A typical life cycle includes: a dependency phase when parents are relied on for support; an accumulation phase when savings are built; and a distribution phase when the workforce has been departed and accumulated assets are being relied on for income. Because a person with a disability typically has a shorter accumulation period (see figure below), their long-term retirement savings goals might need to be substantially different than those of a typical client. For example, a married couple that has a child with a disability might need to plan a retirement for three people instead of two.

What are some of the tools that can be used to help beef up finances and can provide a fuller life for someone with a disability?

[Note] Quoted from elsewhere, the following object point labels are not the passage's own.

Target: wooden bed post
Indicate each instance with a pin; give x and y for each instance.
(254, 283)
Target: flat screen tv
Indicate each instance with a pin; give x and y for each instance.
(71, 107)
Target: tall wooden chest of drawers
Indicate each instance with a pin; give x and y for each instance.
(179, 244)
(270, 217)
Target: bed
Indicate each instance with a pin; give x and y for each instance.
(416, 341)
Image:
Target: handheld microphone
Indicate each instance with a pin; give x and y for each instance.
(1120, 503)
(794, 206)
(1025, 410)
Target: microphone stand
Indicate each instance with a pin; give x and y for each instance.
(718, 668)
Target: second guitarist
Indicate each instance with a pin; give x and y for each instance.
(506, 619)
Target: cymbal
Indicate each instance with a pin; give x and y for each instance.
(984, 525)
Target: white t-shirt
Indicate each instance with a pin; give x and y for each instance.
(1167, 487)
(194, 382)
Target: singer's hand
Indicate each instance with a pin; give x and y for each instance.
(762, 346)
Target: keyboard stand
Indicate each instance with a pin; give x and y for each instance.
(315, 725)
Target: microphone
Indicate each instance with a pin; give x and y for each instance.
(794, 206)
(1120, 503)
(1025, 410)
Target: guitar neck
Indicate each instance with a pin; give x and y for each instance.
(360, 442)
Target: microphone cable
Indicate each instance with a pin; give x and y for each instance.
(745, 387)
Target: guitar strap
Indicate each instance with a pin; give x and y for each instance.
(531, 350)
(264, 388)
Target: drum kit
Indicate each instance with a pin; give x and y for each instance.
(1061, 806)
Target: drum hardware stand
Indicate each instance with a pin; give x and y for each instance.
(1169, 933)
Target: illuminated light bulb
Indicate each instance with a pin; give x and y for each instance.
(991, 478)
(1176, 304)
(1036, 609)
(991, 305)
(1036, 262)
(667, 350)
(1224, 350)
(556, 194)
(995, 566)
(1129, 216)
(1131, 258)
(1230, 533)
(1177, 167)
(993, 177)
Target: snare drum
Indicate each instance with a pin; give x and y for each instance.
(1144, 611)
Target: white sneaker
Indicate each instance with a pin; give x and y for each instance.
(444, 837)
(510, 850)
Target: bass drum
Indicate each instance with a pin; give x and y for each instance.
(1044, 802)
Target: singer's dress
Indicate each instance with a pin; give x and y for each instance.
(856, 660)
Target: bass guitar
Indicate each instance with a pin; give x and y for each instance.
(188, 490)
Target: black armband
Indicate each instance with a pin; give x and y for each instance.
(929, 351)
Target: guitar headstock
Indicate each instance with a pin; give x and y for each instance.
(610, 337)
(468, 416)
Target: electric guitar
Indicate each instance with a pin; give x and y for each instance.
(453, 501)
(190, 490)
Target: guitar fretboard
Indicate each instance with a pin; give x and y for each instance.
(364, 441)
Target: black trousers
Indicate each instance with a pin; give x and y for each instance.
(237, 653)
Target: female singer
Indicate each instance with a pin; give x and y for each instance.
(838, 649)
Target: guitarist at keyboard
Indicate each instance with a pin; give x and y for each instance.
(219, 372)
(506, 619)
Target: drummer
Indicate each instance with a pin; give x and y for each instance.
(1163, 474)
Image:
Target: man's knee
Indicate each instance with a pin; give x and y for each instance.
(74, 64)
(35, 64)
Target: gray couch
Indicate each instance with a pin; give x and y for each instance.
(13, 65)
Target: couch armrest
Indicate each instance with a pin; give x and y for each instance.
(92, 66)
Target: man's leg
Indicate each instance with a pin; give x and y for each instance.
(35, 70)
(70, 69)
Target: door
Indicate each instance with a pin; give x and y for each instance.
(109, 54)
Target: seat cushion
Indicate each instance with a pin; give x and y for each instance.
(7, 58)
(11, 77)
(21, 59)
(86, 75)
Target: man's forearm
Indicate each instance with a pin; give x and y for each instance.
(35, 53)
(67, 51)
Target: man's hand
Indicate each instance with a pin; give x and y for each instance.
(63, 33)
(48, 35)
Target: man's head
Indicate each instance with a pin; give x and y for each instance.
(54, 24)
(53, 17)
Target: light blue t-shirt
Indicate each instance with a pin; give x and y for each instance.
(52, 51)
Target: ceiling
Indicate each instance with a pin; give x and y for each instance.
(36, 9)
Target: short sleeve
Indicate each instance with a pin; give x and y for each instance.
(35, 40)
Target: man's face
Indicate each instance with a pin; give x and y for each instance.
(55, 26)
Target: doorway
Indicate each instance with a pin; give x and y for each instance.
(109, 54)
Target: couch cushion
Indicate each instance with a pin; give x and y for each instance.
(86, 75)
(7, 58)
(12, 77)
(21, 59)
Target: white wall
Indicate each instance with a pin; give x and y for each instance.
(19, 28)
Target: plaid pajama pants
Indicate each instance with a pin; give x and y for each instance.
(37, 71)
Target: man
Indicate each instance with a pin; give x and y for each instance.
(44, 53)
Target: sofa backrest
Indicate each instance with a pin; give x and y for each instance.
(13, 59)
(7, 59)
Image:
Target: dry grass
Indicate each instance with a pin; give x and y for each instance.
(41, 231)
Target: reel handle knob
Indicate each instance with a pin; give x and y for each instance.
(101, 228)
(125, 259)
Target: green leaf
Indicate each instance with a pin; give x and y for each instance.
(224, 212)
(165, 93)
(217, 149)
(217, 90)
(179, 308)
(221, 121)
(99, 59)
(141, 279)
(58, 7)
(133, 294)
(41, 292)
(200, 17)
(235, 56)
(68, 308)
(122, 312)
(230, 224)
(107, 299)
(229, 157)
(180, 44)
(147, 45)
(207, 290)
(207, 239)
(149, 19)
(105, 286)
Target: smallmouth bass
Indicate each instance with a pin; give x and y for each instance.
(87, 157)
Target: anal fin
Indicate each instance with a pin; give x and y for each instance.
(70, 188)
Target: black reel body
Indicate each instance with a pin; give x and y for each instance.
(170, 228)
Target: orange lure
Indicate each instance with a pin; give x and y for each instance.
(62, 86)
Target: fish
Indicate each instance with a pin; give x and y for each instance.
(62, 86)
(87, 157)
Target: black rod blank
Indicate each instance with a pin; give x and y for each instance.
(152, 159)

Efficient savings can make a substantial difference over time. Qualified retirement plans such as an IRA or 401(k) provide important tax advantages for long-term investors. Health Savings Accounts are also tax-advantaged and can be used not only to pay periodic medical expenses, but also to save for the long term.

In addition, passage of the Achieving a Better Life Experience (ABLE) Act of 2014 created tax-advantaged savings accounts for individuals with disabilities diagnosed before age 26. The total contribution to an ABLE account in a single tax year is capped at $16,000, and the first $100,000 in an account is exempt from the SSI $2,000 individual resource limit.

Creating better-case scenarios

All of this planning, insuring, saving, and investing is meant to enable people with disabilities to live secure and meaningful lives. That means shifting the focus from what’s important for them to what’s important to them—from their needs to their dreams. Their aspirations are not unlike those of their peers, thanks in part to the inclusion of children with disabilities in our public schools since the mid-1970s. Today the frontiers of inclusion are expanding rapidly in both post-secondary education and employment opportunities. There may be challenges in preventing hard-earned money from interfering with essential public benefits, but ultimately everyone can gain when all of us are allowed to make our unique contribution to the community that supports and values us.

The past few years have underscored the fact that disabilities can happen unexpectedly to anyone, thwarting even the most thorough financial plan. While government programs can offer cornerstones of support, they’re often not enough. Looking at a lifelong financial plan in terms of three phases—preparing for the worst-case scenario, enhancing security, and creating better-case scenarios—can help preserve essential benefits while providing sources of supplemental support for the long term.